Prompt Caching
Eliminate redundant LLM round-trips by caching responses for identical prompts. A deterministic cache key built from the model name and full message payload ensures zero false hits while slashing latency and token spend.
Cache-Key Strategy
The cache key is a SHA-256 hex digest of JSON.stringify({ model, messages }). Because JSON serialization is deterministic for a given object shape, two identical prompts always produce the same key. The model name is included so that switching from, say, gpt-4o to claude-3.5-sonnet does not return a stale cached reply from the wrong provider.
Client-side helper
// lib/cache-key.ts — deterministic key from model + messages
import { createHash } from "crypto";
export function buildCacheKey(
model: string,
messages: { role: string; content: string }[]
): string {
const payload = JSON.stringify({ model, messages });
return `prompt:${createHash("sha256").update(payload).digest("hex")}`;
}Redis cache wrapper
A thin wrapper around Upstash Redis stores the LLM response keyed by the digest. Each entry carries its own TTL so stale data is never served. The wrapper lives in @/lib/redis.
// lib/redis.ts — thin wrapper over Upstash Redis
import { Redis } from "@upstash/redis";
const redis = Redis.fromEnv();
export async function getCachedResponse(key: string) {
const cached = await redis.get<{ response: string; ttl: number }>(key);
if (!cached) return null;
if (Date.now() > cached.ttl) {
await redis.del(key);
return null;
}
return cached.response;
}
export async function setCachedResponse(
key: string,
response: string,
ttlSeconds: number
) {
await redis.set(key, { response, ttl: Date.now() + ttlSeconds * 1000 }, { ex: ttlSeconds });
}API route integration
Wire the cache into your chat endpoint. On a cache hit the response returns instantly with source: cache; on a miss the upstream call is made and the result is stored for subsequent requests.

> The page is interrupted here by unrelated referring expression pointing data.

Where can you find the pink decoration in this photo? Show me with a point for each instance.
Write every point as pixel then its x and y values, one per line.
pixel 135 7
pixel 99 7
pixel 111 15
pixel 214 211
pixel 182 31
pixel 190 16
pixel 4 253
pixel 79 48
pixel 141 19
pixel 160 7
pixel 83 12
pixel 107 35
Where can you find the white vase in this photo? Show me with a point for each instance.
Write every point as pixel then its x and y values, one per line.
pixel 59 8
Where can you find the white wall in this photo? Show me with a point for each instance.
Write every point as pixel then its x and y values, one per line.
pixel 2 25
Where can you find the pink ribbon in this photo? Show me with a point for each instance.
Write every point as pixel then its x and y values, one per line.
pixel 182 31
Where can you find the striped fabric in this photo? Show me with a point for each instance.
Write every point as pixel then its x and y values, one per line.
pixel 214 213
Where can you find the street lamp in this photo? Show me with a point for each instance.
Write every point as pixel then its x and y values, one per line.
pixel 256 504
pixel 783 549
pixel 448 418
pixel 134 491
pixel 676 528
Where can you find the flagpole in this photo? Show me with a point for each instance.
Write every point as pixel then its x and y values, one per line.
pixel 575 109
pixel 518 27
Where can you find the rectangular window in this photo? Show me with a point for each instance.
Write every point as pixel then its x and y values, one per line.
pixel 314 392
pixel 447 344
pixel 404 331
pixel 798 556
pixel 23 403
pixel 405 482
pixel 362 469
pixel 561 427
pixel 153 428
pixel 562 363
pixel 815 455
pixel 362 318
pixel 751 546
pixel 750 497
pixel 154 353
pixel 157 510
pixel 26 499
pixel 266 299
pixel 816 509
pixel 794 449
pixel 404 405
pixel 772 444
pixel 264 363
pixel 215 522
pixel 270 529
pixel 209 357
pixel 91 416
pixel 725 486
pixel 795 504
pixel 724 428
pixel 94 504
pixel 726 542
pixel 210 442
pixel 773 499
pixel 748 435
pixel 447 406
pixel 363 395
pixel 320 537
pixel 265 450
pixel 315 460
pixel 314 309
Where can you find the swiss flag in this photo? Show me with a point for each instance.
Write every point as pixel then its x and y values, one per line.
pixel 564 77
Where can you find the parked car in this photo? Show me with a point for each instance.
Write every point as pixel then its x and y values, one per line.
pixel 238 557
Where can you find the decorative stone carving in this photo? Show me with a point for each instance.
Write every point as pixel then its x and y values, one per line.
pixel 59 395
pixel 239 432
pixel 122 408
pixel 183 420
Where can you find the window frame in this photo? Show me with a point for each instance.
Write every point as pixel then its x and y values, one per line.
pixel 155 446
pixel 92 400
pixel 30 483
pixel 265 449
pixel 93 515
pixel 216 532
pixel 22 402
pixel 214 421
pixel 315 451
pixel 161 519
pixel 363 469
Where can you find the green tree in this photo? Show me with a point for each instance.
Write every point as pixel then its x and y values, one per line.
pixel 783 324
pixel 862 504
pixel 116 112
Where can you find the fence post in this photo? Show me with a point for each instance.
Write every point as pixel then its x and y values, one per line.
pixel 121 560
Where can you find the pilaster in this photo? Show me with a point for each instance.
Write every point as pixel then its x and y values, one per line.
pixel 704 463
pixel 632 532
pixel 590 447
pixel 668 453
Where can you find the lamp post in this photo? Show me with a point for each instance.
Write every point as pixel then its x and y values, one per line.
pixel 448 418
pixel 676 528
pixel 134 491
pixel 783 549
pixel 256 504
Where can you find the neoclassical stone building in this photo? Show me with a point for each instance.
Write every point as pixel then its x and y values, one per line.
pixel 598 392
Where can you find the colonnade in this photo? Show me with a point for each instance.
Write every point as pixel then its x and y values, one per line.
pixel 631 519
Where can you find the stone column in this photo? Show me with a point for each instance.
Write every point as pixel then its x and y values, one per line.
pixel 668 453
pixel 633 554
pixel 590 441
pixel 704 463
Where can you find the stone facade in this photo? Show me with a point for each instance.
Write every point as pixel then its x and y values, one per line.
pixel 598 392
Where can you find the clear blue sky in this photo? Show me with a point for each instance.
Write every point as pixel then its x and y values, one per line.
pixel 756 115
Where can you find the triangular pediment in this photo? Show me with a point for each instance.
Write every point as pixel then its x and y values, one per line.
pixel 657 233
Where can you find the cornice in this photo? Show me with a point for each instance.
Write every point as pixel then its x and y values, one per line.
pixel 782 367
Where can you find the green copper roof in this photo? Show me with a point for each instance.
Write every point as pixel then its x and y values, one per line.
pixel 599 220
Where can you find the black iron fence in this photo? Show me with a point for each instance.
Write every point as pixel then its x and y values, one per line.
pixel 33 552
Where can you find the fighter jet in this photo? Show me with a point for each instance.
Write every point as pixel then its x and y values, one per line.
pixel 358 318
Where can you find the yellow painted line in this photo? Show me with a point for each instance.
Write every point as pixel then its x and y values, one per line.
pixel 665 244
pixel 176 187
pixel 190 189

// app/api/chat/route.ts — cache-aware chat endpoint
import { buildCacheKey } from "@/lib/cache-key";
import { getCachedResponse, setCachedResponse } from "@/lib/redis";
export async function POST(req: Request) {
const { model, messages } = await req.json();
const key = buildCacheKey(model, messages);
const cached = await getCachedResponse(key);
if (cached) return Response.json({ reply: cached, source: "cache" });
const reply = await callLLM(model, messages); // your upstream call
await setCachedResponse(key, reply, 3600); // 1 h TTL
return Response.json({ reply, source: "fresh" });
}When to cache
- Deterministic prompts — system messages, few-shot examples, or structured extraction schemas that repeat across requests.
- High-traffic endpoints — public-facing chat widgets where many users submit identical or near-identical queries.
- Expensive models — caching a single GPT-4o or Claude Opus response can save cents per hit, compounding quickly at scale.
Cache invalidation is handled entirely by TTL. For prompts that depend on real-time data, set a short TTL (e.g. 60 s) or skip caching entirely. The hash-based key guarantees that any change to the prompt — even a single whitespace difference — produces a fresh cache entry.